[Chapter 4] 4.6 A Brief Tutorial: Manipulating Lists of Lists

4.6 A Brief Tutorial: Manipulating Lists of Lists

There are many kinds of nested data structures. The simplest kind to build is a list of lists (also called an array of arrays, or a multi-dimensional array). It's reasonably easy to understand, and almost everything that applies here will also be applicable to the fancier data structures.

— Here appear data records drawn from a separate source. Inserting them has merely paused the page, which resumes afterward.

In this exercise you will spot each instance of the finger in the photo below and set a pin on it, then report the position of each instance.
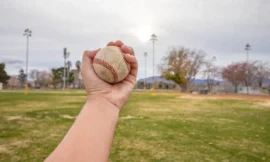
(119, 43)
(111, 44)
(92, 54)
(133, 64)
(86, 61)
(130, 58)
(127, 49)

4.6.1 Composition and Access

Here's how to put together a two-dimensional array value:

# assign to an array a list of list references
@LoL = ( 
       [ "fred", "barney" ],
       [ "george", "jane", "elroy" ],
       [ "homer", "marge", "bart" ],
);

print $LoL[2][2];   # prints "bart"

The overall list is enclosed by parentheses, not brackets. That's because you're assigning a list to an array. If you didn't want the result to be a list, but rather a reference to an array, then you would use brackets on the outside:

# assign to a scalar variable a reference to a list of list references
$ref_to_LoL = [
    [ "fred", "barney", "pebbles", "bambam", "dino", ],
    [ "homer", "bart", "marge", "maggie", ],
    [ "george", "jane", "elroy", "judy", ],
];

print $ref_to_LoL->[2][2];   # prints "elroy"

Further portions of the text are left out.